On May 7, 2014 Pentagon Press Secretary Rear Adm. John Kirby provided the following readout of Secretary of Defense Chuck Hagel’s Meeting with Georgia’s Minister of Defense Irakli Alasania:
“Secretary of Defense Chuck Hagel met today with Georgia’s Minister of Defense Irakli Alasania.
“Secretary Hagel thanked Minister Alasania for Georgia’s contributions to the International Security Assistance Force mission in Afghanistan, and he encouraged Georgia to continue the progress it has made on defense reform and NATO inter-operability.
“The two leaders also discussed the ongoing crisis in Ukraine.
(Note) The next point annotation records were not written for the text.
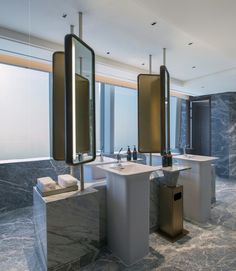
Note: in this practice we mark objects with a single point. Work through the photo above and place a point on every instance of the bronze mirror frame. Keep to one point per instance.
(69, 76)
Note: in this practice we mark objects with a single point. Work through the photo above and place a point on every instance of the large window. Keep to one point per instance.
(24, 113)
(116, 109)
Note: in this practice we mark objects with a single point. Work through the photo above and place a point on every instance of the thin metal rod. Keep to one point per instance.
(150, 64)
(81, 166)
(164, 56)
(81, 171)
(72, 172)
(72, 29)
(150, 71)
(81, 25)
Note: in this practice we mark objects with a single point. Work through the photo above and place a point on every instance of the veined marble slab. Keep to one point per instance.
(67, 227)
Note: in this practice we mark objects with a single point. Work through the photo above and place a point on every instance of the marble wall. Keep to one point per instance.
(223, 126)
(183, 124)
(223, 133)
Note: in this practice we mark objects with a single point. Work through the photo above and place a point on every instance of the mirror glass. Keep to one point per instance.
(58, 130)
(80, 101)
(150, 117)
(165, 88)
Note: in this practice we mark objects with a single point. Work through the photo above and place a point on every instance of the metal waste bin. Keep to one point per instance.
(171, 210)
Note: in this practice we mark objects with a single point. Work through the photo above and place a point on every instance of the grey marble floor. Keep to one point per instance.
(207, 247)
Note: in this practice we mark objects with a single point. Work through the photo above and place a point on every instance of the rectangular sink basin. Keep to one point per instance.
(128, 168)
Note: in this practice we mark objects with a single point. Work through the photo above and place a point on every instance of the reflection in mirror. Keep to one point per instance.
(80, 101)
(150, 117)
(58, 130)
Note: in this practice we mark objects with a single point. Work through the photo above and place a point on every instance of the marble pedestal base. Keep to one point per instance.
(67, 228)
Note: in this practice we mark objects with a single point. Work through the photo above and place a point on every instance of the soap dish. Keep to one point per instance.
(58, 190)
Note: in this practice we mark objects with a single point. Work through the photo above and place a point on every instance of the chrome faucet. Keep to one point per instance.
(119, 158)
(184, 149)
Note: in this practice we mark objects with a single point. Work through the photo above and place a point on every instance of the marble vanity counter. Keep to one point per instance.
(127, 168)
(128, 199)
(175, 168)
(67, 228)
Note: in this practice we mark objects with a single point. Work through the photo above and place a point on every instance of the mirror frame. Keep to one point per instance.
(165, 82)
(58, 104)
(69, 77)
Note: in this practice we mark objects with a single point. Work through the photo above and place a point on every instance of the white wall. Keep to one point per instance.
(24, 113)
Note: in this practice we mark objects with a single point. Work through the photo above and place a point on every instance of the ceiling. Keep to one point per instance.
(124, 29)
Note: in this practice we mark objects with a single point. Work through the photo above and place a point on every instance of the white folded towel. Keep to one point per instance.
(46, 184)
(67, 180)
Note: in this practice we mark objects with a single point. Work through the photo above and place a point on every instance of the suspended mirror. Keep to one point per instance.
(80, 101)
(150, 113)
(58, 131)
(165, 88)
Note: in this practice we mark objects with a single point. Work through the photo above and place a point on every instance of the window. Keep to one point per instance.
(116, 117)
(24, 113)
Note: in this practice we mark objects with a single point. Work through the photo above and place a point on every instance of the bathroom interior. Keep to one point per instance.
(118, 139)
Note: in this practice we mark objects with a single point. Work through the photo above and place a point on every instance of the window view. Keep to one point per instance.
(26, 122)
(24, 113)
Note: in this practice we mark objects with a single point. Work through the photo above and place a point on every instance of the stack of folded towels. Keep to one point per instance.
(67, 180)
(46, 184)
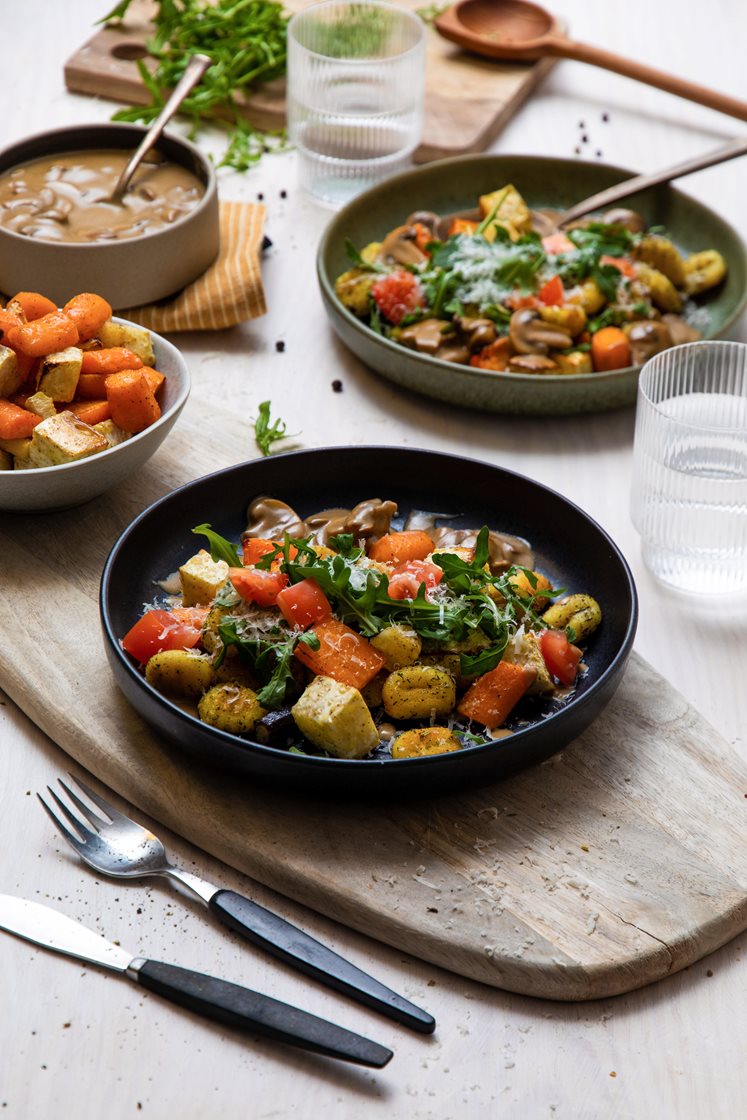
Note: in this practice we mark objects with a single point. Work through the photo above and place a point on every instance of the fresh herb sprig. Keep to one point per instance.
(246, 40)
(270, 659)
(267, 430)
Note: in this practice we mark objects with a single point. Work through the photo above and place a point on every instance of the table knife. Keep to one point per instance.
(217, 999)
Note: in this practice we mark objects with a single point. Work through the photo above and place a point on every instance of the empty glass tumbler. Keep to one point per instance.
(689, 498)
(355, 94)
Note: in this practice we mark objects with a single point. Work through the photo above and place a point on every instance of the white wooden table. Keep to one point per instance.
(75, 1042)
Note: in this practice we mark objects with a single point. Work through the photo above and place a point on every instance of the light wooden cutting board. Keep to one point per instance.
(612, 865)
(468, 100)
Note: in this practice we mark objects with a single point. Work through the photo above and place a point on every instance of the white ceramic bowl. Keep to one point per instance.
(73, 483)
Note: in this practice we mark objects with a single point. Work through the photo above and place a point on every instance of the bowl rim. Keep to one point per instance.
(403, 179)
(347, 765)
(166, 414)
(117, 128)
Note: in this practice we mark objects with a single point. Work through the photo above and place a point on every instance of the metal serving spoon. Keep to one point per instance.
(516, 30)
(194, 71)
(548, 222)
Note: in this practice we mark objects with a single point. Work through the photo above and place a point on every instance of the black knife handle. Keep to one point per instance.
(287, 942)
(240, 1007)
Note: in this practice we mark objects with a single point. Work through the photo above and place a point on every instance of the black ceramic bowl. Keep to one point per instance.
(570, 548)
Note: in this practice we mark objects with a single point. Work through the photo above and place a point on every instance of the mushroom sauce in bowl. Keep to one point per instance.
(67, 196)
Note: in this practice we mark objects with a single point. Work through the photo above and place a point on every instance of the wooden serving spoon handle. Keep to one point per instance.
(561, 47)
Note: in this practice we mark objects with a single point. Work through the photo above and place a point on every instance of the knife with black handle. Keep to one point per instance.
(217, 999)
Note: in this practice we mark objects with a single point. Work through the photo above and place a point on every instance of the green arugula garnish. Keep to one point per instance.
(246, 40)
(221, 549)
(267, 430)
(270, 659)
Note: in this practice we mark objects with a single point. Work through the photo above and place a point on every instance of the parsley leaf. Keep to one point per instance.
(221, 549)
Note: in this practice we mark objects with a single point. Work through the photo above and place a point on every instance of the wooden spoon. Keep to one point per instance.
(516, 30)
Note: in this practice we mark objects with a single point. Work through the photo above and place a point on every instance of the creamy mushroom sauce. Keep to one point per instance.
(65, 197)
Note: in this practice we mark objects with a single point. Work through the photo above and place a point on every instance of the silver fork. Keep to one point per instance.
(121, 848)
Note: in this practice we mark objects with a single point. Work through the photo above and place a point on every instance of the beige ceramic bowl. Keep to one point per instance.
(73, 483)
(128, 273)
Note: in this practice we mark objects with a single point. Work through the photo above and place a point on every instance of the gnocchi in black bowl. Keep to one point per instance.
(347, 625)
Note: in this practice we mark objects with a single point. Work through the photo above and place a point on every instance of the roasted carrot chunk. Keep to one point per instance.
(33, 304)
(44, 336)
(92, 386)
(91, 411)
(131, 400)
(16, 422)
(494, 694)
(89, 313)
(112, 360)
(395, 548)
(343, 654)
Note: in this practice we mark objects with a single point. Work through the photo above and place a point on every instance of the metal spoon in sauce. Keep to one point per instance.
(516, 30)
(194, 71)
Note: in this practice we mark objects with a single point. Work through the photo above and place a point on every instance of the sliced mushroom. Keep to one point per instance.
(531, 335)
(680, 330)
(646, 337)
(427, 335)
(425, 217)
(477, 333)
(270, 518)
(531, 363)
(400, 246)
(458, 354)
(631, 220)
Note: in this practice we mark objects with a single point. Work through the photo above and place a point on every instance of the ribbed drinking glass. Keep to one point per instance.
(689, 498)
(355, 94)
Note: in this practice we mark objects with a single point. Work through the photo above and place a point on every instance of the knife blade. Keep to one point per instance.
(217, 999)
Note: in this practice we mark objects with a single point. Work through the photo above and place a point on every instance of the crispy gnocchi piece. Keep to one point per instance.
(419, 691)
(580, 612)
(231, 708)
(179, 672)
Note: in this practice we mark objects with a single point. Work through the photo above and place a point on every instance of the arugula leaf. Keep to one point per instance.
(267, 430)
(270, 659)
(355, 257)
(221, 549)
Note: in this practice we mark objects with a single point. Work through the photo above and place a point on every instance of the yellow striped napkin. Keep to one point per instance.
(231, 290)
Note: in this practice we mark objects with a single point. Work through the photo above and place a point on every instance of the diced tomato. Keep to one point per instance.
(158, 631)
(397, 295)
(304, 604)
(552, 292)
(627, 268)
(258, 586)
(558, 243)
(254, 548)
(560, 656)
(408, 578)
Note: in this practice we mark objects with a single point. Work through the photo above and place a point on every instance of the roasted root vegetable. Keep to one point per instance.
(56, 369)
(425, 740)
(494, 696)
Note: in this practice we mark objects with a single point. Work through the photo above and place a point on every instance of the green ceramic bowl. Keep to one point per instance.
(454, 185)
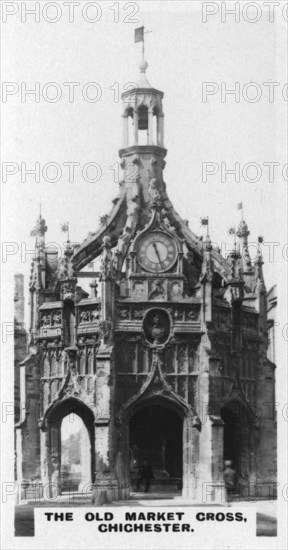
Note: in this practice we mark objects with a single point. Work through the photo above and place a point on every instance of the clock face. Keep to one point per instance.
(156, 252)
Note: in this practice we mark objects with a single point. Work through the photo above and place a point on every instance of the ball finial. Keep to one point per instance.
(143, 66)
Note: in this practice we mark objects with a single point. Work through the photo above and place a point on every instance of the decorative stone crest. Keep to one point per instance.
(156, 326)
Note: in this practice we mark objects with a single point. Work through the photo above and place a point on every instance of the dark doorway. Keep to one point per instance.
(155, 435)
(237, 437)
(71, 447)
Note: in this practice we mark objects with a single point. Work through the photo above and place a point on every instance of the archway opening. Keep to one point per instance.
(156, 438)
(76, 468)
(71, 447)
(237, 438)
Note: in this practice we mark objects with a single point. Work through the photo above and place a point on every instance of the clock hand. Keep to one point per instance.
(157, 254)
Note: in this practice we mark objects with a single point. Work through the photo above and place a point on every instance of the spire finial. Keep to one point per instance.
(139, 37)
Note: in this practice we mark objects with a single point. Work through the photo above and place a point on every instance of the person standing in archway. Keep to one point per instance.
(145, 474)
(229, 476)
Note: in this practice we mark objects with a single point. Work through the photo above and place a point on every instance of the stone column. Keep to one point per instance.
(210, 487)
(190, 459)
(150, 126)
(160, 130)
(125, 131)
(135, 118)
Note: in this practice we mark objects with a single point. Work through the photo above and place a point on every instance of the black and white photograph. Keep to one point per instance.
(144, 274)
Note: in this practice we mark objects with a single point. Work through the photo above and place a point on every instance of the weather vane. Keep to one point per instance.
(139, 37)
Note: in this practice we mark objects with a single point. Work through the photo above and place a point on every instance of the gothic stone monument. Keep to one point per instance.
(169, 363)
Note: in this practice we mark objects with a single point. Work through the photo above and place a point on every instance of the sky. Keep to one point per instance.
(185, 56)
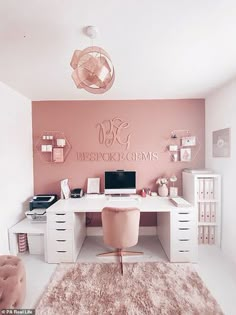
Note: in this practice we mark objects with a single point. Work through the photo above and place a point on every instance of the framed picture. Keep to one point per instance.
(185, 154)
(93, 186)
(188, 141)
(221, 143)
(57, 155)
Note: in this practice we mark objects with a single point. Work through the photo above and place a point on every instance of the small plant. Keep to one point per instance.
(162, 181)
(173, 179)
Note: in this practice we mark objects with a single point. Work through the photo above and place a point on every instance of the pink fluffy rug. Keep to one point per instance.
(145, 288)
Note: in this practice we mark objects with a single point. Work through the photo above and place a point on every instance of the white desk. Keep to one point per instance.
(66, 231)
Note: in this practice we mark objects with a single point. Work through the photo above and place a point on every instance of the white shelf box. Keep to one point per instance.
(203, 190)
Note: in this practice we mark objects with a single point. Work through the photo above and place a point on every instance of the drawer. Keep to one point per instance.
(60, 234)
(181, 224)
(183, 244)
(60, 216)
(60, 245)
(183, 233)
(60, 224)
(60, 256)
(184, 215)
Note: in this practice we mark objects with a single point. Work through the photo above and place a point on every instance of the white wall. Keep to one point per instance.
(16, 162)
(221, 113)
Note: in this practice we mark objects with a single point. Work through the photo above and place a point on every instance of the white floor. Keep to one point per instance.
(218, 274)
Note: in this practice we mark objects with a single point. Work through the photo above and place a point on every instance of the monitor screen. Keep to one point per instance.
(120, 182)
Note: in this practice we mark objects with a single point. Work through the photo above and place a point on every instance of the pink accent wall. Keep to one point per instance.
(150, 126)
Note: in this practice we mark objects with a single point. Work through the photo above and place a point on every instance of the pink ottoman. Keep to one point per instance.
(12, 282)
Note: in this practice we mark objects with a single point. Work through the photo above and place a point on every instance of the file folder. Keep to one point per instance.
(207, 212)
(205, 235)
(201, 212)
(207, 188)
(201, 189)
(211, 235)
(200, 235)
(211, 188)
(213, 212)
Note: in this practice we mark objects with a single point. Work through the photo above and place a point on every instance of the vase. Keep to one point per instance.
(173, 192)
(163, 190)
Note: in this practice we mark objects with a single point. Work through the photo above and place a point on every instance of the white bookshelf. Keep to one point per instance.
(203, 191)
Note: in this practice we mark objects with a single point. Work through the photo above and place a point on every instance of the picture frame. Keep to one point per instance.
(185, 154)
(221, 143)
(93, 186)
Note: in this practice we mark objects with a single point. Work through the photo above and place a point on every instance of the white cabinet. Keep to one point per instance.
(177, 231)
(65, 235)
(203, 190)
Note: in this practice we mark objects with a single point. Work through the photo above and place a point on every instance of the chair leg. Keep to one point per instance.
(121, 262)
(113, 253)
(131, 253)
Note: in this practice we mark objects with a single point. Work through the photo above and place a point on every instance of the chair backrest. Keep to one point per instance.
(120, 226)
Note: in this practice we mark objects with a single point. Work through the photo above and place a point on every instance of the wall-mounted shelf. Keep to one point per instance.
(53, 146)
(204, 191)
(182, 146)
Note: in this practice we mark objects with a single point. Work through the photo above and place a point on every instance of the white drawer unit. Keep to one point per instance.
(65, 235)
(184, 235)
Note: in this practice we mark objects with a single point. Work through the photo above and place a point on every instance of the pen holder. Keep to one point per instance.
(173, 192)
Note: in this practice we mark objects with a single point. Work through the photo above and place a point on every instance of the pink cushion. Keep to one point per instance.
(120, 226)
(12, 282)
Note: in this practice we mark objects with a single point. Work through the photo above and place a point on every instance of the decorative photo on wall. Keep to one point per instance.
(221, 143)
(185, 154)
(93, 186)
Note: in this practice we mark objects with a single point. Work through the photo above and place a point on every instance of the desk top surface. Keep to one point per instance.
(96, 204)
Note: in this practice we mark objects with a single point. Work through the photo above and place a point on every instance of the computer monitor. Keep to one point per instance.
(120, 182)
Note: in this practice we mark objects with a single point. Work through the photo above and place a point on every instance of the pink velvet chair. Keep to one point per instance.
(12, 282)
(120, 230)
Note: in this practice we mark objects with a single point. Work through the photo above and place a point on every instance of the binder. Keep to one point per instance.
(211, 188)
(207, 212)
(200, 235)
(207, 188)
(201, 210)
(213, 212)
(201, 188)
(211, 235)
(205, 235)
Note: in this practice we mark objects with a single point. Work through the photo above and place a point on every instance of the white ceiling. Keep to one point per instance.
(159, 48)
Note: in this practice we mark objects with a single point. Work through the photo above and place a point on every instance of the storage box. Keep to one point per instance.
(36, 244)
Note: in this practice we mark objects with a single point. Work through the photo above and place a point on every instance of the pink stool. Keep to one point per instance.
(12, 282)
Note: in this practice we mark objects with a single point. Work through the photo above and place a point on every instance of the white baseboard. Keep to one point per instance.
(143, 230)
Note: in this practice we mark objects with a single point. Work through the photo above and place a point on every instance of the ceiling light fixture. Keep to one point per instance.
(93, 69)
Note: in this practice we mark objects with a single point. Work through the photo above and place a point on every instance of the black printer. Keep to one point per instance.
(42, 201)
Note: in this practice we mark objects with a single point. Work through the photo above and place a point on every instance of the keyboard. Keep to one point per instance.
(124, 198)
They reviewed the efforts by allies and partners in the region to reinforce our international commitments and to continue to apply diplomatic and economic pressure on Moscow.
“Secretary Hagel reaffirmed the importance of the U.S. partnership with Georgia, and pledged to continue our strong defense cooperation” (source: DOD http://www.defense.gov/Releases/Release.aspx?ReleaseID=16695).
Note: Georgia’s human rights record leaves a lot to be desired, putting it mildly. The October 2012 parliamentary elections marked Georgia’s first peaceful transition of power since independence.
The opposition coalition, led by billionaire Bidzina Ivanishvili, defeated President Mikheil Saakashvili’s party and gained a majority in parliament, with charges of political corruption and vote rigging.
Although the new government inherited a troubling human rights problems, including little judicial independence and misuse of administrative (misdemeanor) charges persist of unlawful detainment of activists for minor infractions without having to follow full due process.
On You-tube numerous graphic video material, released in September 2012, depicts graphic torture and ill-treatment of inmates, highlighting a long-standing problem of prisoner abuse…
Rectifying past abuses and holding former government officials accountable without turning the process into political retribution remains a very serious challenge.
In addition investigations into torture and ill-treatment in custody are slow and lacked transparency in Georgia.
Investigations into past abuses raised some concerns regarding selective justice and politically motivated prosecutions. Police did not adequately respond to several violent incidents against religious minorities and lesbian, gay, bisexual, and transgender (LGBT) people.